Britain has had Europe’s deadliest coronavirus outbreak, with more than 120,000 deaths,. Faced with a dominant virus variant that scientists say is both more transmissible and more deadly than the original virus, the country has spent much of the winter under a tight lockdown — the third since March 2020. Bars, restaurants, gyms, schools, hair salons and nonessential shops are closed, people are urged not to travel out of their local area and foreign holidays are illegal.
That will begin to change, slowly, on March 8, when children go back to school and people are allowed to meet one friend or relative for a chat or picnic outdoors. Three weeks later, people will be able to meet in small groups outdoors for sports or relaxation.
Under the government plan, shops and hairdressers will reopen April 12. So will pubs and restaurants, though only outdoors. Indoor venues such as theaters and cinemas, and indoor seating in bars and restaurants, are scheduled to open May 17, and limited crowds will be able to return to sports stadiums. It is also the earliest date Britons may be allowed foreign holidays.
The final stage of the plan, in which all legal limits on social conduct are removed and nightclubs can reopen after 15 months of closure, is set for June 21.
The government says the dates could all be postponed if infections rise.
The measures being announced apply to England. Scotland, Wales and Northern Ireland all have slightly different lockdowns in place, with some children returning to class in Scotland and Wales on Monday.
Hopes for a return to normality rest largely on Britain’s fast-moving inoculation program that has given more than 17.5 million people, a third of the country’s adult population, the first of two doses of vaccine. The government aims is to give every adult a shot of vaccine by July 31.
Johnson said vaccines would help Britain put “a wretched year” behind it.
But the government cautions that the return of the country’s social and economic life will be slow.
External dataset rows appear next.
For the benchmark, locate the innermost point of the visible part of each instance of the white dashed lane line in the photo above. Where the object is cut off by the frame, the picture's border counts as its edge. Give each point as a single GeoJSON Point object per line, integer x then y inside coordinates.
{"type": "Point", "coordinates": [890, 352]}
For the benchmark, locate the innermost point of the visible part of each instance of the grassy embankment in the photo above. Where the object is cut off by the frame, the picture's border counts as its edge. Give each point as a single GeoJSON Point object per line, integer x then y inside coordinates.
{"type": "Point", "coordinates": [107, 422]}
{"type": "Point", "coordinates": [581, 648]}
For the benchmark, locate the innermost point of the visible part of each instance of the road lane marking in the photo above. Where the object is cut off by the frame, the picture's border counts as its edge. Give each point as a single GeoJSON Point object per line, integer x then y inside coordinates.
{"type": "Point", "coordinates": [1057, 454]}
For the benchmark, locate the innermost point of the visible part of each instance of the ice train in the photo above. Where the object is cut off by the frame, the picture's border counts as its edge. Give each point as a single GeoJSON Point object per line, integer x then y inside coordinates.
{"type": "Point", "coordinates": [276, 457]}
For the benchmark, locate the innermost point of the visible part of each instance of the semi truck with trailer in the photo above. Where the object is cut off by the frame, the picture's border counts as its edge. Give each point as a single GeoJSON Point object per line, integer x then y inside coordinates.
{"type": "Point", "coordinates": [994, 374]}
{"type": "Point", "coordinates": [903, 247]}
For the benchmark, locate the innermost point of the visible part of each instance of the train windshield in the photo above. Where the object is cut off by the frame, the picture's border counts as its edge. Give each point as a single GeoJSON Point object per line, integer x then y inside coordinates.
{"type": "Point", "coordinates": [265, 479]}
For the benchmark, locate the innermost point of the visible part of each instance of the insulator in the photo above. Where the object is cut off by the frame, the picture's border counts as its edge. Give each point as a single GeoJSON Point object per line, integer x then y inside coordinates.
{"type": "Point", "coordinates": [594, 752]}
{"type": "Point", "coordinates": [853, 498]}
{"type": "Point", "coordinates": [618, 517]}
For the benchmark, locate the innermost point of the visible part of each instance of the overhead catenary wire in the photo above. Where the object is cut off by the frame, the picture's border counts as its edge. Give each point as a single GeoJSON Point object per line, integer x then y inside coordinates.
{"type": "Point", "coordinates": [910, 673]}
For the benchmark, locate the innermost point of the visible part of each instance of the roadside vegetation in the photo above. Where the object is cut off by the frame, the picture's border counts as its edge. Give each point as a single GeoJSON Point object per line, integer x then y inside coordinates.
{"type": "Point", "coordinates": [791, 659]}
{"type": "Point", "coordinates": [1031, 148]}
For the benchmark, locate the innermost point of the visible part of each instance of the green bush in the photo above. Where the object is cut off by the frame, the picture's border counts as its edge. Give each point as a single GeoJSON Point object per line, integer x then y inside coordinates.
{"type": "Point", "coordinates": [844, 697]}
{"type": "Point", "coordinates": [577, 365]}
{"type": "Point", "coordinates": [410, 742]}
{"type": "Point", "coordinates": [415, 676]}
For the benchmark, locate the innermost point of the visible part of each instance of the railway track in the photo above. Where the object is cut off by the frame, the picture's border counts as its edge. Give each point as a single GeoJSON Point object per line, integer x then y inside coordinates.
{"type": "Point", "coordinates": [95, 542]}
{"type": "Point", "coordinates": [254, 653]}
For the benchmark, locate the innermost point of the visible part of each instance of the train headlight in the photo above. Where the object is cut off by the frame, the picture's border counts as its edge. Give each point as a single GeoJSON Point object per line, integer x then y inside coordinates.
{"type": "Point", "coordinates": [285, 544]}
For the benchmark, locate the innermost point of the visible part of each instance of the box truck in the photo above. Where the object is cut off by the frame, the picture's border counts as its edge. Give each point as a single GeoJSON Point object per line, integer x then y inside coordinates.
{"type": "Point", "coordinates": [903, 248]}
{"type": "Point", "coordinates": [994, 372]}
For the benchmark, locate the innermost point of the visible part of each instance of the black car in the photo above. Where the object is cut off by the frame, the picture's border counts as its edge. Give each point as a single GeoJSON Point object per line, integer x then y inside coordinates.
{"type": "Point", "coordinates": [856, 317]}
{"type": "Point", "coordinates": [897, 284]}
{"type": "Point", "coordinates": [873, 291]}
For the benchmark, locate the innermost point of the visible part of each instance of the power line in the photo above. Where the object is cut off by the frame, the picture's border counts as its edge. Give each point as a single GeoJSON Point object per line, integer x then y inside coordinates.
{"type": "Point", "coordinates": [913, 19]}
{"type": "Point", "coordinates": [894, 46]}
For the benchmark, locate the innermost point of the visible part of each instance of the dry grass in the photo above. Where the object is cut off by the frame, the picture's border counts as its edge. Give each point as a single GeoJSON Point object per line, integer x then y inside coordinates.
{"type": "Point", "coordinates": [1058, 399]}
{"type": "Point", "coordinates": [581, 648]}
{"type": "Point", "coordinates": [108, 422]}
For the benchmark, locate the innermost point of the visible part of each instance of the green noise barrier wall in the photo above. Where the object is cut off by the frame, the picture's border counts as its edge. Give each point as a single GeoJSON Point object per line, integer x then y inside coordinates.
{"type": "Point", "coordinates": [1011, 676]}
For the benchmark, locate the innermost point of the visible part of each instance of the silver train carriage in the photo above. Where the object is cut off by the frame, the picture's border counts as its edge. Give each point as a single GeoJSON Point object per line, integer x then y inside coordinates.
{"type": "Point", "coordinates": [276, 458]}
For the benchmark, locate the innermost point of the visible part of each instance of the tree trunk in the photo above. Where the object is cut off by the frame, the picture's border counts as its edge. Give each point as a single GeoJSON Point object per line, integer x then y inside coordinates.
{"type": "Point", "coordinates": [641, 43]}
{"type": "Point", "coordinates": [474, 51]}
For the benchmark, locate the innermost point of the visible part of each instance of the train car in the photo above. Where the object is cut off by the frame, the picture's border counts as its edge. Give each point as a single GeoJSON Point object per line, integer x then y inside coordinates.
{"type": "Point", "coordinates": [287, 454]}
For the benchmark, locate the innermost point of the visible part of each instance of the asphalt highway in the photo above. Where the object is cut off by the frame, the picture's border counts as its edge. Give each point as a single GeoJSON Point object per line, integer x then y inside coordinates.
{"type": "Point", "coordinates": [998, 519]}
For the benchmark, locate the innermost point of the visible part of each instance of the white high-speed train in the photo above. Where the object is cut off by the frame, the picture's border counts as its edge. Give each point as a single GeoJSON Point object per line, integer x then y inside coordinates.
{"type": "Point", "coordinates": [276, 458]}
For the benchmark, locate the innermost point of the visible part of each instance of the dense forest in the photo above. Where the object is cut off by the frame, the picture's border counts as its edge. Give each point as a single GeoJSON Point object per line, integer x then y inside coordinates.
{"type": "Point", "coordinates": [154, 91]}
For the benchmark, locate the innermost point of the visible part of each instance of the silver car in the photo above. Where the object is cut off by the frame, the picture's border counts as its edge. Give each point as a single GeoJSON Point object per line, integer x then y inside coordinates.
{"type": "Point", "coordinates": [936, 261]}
Johnson’s Conservative government was accused of reopening the country too quickly after the first lockdown in the spring and of rejecting scientific advice before a short “circuit-breaker” lockdown in the fall.
It does not want to make the same mistakes again, although Johnson is under pressure from some Conservative lawmakers and business owners, who argue that restrictions should be lifted quickly to revive the battered economy.
The Conservative government -- in normal times an opponent of lavish public spending -- spent 280 billion pounds ($393 billion) in 2020 to deal with the pandemic, including billions paying the salaries of almost 10 million furloughed workers.
The government says further easing will depend on vaccines proving effective at lowering hospitalization and deaths, infection rates remaining low and no new virus variants emerging that throw the plans into disarray.
Johnson said that even with vaccines, reopening society would inevitably lead to more infections and deaths.
He said there is “no credible route to a zero-COVID Britain, or indeed, a zero-COVID world.”
But, he added, "we cannot persist indefinitely with restrictions that debilitate our economy, our physical and mental wellbeing and the life chances of our children.”
Authorities are eagerly awaiting data on the impact of vaccination on infections, hospitalizations and deaths.
A Scottish study released Monday found that the vaccination program had led to a sharp drop in hospitalizations. Scientists from the University of Edinburgh, the University of Strathclyde and Public Health Scotland found that in the fourth week after an initial dose, the Pfizer-BioNTech vaccine reduced hospital admissions by as much as 85% and the Oxford-AstraZeneca vaccine shot cut admissions by up to 94%.
Scientists said the results were encouraging, but cautioned that the study did not assess whether people who have been vaccinated can still pass the virus on to others.